I personally follow @gocleanco’s stripping recipe. In my top loaded washing machine (or tub), I soak my laundry or cloth diapers in hot water with 1/4 cup of borax and 1/4 cup washing soda (or baking soda). If available, you’ll also want to add 1/4 cup of calgon which is a water softener.
@gocleanco recommends including powdered Tide but I skip this step for used cloth diapers since you’re trying to remove laundry soap build up. After the soak, complete the washing machine wash as normal.
Occasionally, you may have to repeat the stripping process or run a couple rinse cycles to remove all the laundry detergent build up.
Sterilizing Sterilizing Pre-Owned Cloth Diapers
After you’ve stripped and washed the diapers, you’ll want to bleach the diapers to sterilize them. PUL color should not fade with bleaching.
One simple option is running a cold wash cycle with bleach. The bleach needs to be standard bleach (as opposed to color-safe, scented etc. types). You’ll want to pause the wash cycle for about 30 minutes to allow the used cloth diapers to soak. Alternatively, you can soak the diapers in cold water with bleach in a bowl or sink for 30 minutes.

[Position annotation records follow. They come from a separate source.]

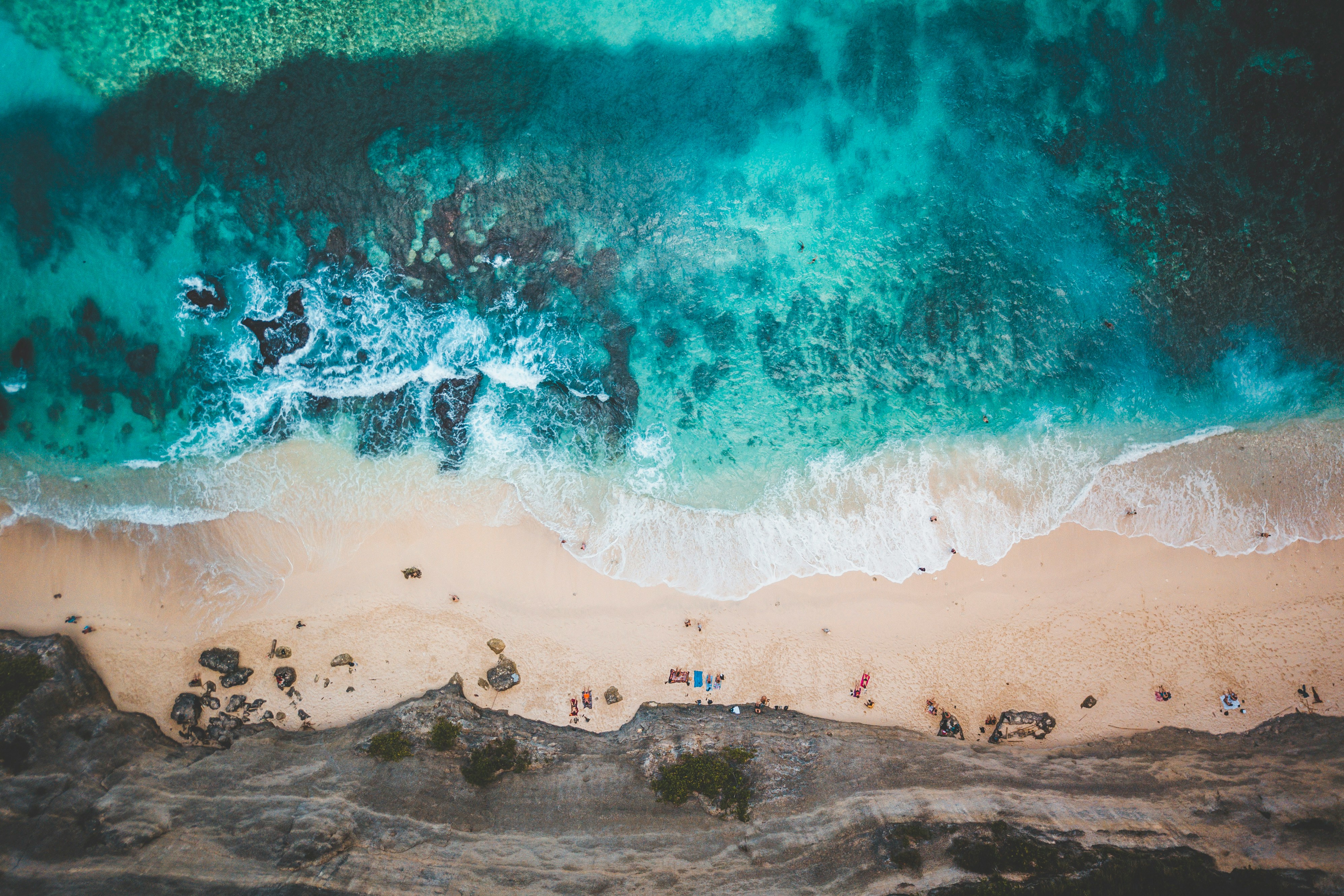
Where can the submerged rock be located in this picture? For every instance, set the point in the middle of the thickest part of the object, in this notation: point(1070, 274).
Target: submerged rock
point(207, 295)
point(236, 677)
point(451, 402)
point(503, 675)
point(186, 710)
point(282, 336)
point(220, 659)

Make sure that you dilute your bleach based on the water amount since it can be harsh on fibers. There isn’t a standard recommended dilution. I’d use a 1/4 cup in a wash cycle or in a half filled tub but you’ll see different ratios depending on your reference.
I hope that this guide will help you save money and find great deals on secondhand cloth diapers. Here are some key take aways to remember:
- Just because it is used doesn’t mean it is a good deal. Always compare the price to buying new.
- Double check elastics and PUL condition before buying.
- Used cloth diapers need to be sanitized, which is easily done with a quick diluted bleach soak.
Cloth diapering involves some trial and error. The cloth diapering subreddit is a great place to go to get individual troubleshooting and advice.
What has been your best secondhand cloth diaper score? What tips do you have for someone getting started with cloth diapering?